“今日初晤,昉之斗胆。此乃班大家传世之宝训,闺阁之明镜。敢请贵人试诵此篇开卷之语,稍察文义根基,昉之方能略定日后进学之序,量体裁衣。”
她特意抄写了《女诫之卑弱》。
这是父亲定下的策略,亦是世家面对新贵的自矜。
赵贵人依言接过那卷素帛书简,目光却不住飘向身后侍立的宫人,好似寻求某种底气。
王昉之则眼观鼻,鼻观心,将丙舍内诸人诸事尽收眼底。
“女史,”赵贵人翻看了几页,面上露出一丝窘迫,“这……这开卷之言,字字珠玑,菱一时未能尽识其妙。”

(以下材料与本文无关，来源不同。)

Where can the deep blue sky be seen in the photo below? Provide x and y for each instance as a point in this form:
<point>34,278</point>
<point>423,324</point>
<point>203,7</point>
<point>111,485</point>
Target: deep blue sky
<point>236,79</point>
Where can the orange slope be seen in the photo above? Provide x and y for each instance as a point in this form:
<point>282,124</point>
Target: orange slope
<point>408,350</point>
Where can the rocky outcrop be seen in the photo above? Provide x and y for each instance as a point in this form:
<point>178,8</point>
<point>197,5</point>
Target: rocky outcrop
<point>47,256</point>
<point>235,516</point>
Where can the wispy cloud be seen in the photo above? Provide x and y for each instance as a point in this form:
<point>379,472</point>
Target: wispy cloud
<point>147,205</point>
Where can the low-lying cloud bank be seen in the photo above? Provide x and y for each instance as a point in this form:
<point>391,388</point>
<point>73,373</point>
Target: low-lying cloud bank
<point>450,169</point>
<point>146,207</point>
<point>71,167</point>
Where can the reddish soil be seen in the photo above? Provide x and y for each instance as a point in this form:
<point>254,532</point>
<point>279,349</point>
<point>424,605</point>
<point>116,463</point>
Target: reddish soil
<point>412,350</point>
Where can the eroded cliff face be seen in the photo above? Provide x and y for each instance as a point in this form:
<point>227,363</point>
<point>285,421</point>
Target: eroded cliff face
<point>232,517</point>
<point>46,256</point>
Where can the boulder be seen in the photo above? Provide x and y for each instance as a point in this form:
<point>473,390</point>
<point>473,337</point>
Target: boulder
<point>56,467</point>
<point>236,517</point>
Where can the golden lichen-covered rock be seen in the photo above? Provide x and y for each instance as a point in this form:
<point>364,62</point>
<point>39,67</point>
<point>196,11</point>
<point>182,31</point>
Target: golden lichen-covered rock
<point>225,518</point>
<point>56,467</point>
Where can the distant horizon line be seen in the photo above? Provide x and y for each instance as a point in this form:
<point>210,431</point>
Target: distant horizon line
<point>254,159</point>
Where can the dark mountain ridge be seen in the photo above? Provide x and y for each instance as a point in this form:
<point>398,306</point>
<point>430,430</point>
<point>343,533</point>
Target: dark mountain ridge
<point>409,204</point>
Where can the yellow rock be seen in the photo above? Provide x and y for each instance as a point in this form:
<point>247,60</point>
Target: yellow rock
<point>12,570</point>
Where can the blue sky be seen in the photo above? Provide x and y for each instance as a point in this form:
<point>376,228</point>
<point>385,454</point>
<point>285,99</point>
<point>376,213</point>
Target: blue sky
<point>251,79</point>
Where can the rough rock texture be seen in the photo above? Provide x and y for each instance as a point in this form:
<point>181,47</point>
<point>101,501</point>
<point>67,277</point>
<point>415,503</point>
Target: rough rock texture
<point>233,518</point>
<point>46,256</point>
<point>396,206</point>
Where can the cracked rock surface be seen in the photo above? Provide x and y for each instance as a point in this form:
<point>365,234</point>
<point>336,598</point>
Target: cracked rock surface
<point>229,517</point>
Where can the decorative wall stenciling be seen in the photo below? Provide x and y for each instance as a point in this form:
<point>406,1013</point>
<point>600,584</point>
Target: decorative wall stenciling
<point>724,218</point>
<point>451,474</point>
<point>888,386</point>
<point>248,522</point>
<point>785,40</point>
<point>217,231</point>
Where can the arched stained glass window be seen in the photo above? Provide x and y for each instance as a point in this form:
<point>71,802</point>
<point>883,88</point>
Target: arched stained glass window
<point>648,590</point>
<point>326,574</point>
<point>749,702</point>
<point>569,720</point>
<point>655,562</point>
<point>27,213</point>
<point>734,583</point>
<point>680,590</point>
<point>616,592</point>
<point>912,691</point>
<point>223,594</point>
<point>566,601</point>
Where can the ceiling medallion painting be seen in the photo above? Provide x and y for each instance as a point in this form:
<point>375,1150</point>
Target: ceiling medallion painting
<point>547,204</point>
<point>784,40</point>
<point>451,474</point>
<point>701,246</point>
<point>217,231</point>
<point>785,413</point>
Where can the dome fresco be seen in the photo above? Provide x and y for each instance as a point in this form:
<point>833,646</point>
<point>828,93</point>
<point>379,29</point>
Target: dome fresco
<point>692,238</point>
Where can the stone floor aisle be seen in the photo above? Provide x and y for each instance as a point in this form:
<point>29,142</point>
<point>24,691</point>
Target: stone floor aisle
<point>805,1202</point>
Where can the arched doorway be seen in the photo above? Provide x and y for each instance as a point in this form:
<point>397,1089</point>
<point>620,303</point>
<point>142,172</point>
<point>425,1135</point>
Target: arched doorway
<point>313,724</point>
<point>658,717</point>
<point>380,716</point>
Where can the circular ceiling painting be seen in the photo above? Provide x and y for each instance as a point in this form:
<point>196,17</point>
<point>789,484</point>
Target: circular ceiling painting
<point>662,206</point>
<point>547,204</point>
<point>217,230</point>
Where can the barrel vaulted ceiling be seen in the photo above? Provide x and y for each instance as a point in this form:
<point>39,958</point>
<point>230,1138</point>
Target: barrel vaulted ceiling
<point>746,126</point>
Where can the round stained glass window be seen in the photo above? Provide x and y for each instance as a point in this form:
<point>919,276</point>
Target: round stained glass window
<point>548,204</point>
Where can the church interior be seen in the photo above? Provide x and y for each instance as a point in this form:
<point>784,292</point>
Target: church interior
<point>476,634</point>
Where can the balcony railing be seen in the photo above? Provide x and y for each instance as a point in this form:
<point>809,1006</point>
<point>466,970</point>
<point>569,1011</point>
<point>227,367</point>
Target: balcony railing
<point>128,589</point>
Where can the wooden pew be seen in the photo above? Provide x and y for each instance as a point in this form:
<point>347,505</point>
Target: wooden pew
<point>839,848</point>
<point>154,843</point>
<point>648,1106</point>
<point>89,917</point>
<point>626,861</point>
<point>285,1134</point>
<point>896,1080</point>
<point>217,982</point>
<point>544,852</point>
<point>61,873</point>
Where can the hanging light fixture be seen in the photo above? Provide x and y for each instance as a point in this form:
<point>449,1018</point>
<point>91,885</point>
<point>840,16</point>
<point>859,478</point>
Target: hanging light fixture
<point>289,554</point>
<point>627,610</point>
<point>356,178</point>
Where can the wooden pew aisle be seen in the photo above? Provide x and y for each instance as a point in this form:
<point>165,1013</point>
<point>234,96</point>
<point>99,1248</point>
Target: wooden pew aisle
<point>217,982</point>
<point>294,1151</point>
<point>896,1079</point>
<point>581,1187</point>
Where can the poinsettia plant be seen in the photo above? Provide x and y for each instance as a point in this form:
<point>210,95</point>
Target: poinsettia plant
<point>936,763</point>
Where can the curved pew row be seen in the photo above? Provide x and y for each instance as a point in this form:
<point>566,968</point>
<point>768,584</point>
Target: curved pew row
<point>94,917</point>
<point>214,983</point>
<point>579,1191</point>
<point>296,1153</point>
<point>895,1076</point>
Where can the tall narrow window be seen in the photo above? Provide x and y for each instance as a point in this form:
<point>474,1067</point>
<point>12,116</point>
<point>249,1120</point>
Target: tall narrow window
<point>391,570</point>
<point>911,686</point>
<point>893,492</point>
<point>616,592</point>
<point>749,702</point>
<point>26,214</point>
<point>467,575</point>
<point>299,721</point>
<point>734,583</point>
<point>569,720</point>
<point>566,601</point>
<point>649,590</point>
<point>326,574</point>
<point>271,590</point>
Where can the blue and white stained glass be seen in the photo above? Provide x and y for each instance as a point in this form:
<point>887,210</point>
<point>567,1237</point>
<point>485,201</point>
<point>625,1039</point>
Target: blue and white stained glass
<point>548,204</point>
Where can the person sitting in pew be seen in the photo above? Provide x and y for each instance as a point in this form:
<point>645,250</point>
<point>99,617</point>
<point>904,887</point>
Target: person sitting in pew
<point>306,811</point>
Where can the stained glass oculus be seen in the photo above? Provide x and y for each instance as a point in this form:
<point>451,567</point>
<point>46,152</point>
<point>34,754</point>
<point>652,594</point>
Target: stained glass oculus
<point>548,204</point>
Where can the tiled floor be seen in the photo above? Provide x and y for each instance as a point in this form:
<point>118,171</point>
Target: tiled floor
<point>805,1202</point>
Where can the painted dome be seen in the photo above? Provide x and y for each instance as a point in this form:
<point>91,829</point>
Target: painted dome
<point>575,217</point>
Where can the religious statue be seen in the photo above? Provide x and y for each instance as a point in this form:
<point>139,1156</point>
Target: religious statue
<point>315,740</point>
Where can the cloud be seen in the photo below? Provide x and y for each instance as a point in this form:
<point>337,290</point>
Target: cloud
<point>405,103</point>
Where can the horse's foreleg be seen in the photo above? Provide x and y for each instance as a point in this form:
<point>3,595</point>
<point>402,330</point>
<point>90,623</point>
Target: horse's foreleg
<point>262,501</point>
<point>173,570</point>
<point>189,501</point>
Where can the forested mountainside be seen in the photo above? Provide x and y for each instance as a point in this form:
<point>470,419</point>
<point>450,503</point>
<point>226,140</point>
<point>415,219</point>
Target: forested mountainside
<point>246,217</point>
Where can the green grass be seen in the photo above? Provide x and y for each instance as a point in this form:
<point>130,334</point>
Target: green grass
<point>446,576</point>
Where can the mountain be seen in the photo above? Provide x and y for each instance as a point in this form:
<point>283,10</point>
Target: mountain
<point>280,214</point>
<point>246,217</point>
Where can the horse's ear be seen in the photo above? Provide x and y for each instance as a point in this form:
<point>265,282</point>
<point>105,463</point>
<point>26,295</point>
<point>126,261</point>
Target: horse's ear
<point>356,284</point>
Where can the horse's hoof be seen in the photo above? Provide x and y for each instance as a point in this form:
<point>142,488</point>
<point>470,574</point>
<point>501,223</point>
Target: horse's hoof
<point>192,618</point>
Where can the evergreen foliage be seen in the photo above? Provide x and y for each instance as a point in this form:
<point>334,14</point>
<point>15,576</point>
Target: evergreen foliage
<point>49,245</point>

“贵人初涉典籍,一时未能尽通,亦是常情。”王昉之尽可能温煦地笑了笑,“典籍浩瀚,如星河璀璨,初窥门径者,自需循循善诱。请贵人但指不识之字,昉之自当为贵人释疑解惑。”
赵贵人面颊瞬间涨得通红,僵硬地指向卷首第一个字“卑”。
“此字何解?”她的声音几乎低不可闻。
这名出身凉州边军行伍的新贵少女,虽生于金戈铁马之间,却在父亲赵怀洲的羽翼下被保护得极好,不识民间疾苦,更未深谙朝堂倾轧。
她懵懂地被推至权力漩涡中心,纵然锦衣玉食,却仍未能真正理解,这场讲学是新旧势力相护倾轧之下的角力。
王昉之没有取笑她。
她只是清晰而平缓地解释其义。
“卑者,下也,低也。非仅指地位之低微,亦喻谦逊自抑之心。弱者,柔也,不争也。非是怯懦,乃如流水,遇石则绕,终能穿石。”
赵贵人听王昉之解释释义后,面上红潮稍退,却又浮起一丝茫然。
“我身处此位,究竟该如何行止,方合卑弱之道?是要我处处退让,忍气吞声么?”
王昉之见她神情,知其只触及皮毛,未解其髓,遂将声线放得更缓,字斟句酌:“贵人误解了。卑弱非是怯懦退让,乃是持身以正,守心如砥。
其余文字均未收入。